Doyle had just completed his third year of medical studies when he signed on as the ship’s surgeon of the Peterhead-based whaler Hope.
His job involved tending to the bruises and injuries sustained by the crew – the majority of whom were Scottish, with a significant contingent from Shetland – but Doyle was also required to join the sailors’ largely unsuccessful efforts at whaling.
The youngster kept a diary of his experiences and Doyle’s life was in danger several times during the voyage.
Doyle fell into the sea no less than three times.
The crew nicknamed him “The Great Northern Diver.”
On April 4, for instance, he wrote: “Working all day. I fell into the Arctic Ocean three times, but luckily, somebody was always there to pull me out in time.
“The danger is that with such a heavy swell on the ocean, you may be cut in two by two pieces of ice coming together.”
Just a few days later, on April 7, even Doyle thought his time was up.
He said: “I tried to get on the ice and I was swinging down onto it by means of a rope.
“But suddenly, the ship gave a turn of her propeller and I went into the sea with minus 28 degrees of ice on it.

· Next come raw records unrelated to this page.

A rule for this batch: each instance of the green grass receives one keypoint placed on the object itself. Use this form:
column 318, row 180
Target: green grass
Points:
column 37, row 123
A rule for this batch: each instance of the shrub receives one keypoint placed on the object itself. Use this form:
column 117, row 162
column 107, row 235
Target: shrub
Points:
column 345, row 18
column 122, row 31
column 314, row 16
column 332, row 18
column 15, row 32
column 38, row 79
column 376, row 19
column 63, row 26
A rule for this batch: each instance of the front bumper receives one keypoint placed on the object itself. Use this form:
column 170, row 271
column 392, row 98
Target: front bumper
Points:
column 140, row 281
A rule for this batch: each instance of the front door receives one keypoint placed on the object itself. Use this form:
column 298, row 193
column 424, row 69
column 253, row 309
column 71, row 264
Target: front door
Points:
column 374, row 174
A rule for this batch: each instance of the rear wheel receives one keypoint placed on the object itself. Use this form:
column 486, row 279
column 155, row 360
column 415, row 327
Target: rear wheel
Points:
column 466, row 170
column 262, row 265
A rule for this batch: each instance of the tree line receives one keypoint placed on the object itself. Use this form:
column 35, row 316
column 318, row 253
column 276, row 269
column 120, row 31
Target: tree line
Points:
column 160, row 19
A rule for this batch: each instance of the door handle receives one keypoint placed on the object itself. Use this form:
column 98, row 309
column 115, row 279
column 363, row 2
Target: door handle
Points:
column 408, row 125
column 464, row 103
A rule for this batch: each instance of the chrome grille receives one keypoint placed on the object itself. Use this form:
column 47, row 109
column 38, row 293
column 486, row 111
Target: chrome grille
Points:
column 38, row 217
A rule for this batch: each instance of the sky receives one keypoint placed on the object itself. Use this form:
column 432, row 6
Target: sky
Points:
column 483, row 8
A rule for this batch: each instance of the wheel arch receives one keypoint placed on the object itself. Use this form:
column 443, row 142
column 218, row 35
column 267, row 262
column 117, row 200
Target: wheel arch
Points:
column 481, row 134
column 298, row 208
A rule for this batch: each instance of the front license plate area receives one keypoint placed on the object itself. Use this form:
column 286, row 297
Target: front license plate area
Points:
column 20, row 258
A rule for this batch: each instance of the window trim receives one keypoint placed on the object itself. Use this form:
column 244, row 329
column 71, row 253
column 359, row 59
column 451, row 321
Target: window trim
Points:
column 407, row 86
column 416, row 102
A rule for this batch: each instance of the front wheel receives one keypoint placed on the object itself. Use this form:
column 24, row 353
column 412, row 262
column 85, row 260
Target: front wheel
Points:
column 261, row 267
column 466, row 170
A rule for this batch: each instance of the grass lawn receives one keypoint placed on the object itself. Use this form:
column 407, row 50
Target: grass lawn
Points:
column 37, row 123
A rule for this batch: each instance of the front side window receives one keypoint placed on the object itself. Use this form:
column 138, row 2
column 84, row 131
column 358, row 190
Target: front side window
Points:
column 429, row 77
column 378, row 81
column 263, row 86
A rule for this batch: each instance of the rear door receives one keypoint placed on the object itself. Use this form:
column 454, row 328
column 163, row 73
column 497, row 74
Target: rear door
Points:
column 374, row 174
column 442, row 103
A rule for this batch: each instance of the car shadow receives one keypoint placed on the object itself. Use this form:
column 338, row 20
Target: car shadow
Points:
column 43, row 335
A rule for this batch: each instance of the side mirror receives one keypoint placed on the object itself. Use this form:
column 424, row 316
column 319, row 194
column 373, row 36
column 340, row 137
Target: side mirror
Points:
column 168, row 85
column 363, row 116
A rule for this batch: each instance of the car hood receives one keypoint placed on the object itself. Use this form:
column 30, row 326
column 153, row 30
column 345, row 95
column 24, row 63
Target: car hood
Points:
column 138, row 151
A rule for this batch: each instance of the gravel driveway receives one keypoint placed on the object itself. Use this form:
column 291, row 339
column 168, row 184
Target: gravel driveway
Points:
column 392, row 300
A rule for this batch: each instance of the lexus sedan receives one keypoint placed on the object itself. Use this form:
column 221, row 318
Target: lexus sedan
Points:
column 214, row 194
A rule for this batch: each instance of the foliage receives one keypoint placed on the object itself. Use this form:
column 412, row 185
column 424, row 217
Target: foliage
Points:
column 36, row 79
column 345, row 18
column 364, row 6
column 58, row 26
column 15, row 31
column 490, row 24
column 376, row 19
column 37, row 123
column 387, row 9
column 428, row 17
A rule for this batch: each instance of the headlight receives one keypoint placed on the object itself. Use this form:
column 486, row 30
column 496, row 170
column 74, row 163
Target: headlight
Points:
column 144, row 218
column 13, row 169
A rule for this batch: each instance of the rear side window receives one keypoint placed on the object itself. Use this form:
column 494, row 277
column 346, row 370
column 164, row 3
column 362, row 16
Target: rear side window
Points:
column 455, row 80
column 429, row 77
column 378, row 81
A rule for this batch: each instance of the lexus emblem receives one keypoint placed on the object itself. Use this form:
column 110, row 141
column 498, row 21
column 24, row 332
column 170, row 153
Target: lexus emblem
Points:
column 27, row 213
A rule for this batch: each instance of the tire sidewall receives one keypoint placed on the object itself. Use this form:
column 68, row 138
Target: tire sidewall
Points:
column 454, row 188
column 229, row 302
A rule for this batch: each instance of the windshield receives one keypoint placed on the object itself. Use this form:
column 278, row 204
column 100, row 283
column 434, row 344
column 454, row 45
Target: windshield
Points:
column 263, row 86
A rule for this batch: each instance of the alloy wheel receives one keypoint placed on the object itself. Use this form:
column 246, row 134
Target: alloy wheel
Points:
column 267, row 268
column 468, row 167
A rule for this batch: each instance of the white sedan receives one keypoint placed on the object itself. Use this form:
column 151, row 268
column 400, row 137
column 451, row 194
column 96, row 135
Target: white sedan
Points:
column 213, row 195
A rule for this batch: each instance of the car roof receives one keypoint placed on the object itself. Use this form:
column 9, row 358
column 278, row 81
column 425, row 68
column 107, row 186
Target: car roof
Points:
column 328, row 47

“It was freezing and you couldn’t survive long in these conditions.
“But fortunately, I was hauled out [by his colleagues] and was carried back on board. It was hard, hard work.”
The Hope returned home In September of 1880.
Of that time Conan Doyle would later say, “I came of age in 80 degrees north latitude.”
He wrote about his experience in both fiction and non-fiction, which helped him first catch the eye of publishers.
In March 1886, Conan Doyle started writing the novel which catapulted him to fame.
It was named A Tangled Skein and the two main characters were called Sheridan Hope and Ormond Sacker.
Two years later this novel was published in Beeton’s Christmas Annual, under the title A Study in Scarlet which featured Sherlock Holmes and Dr Watson.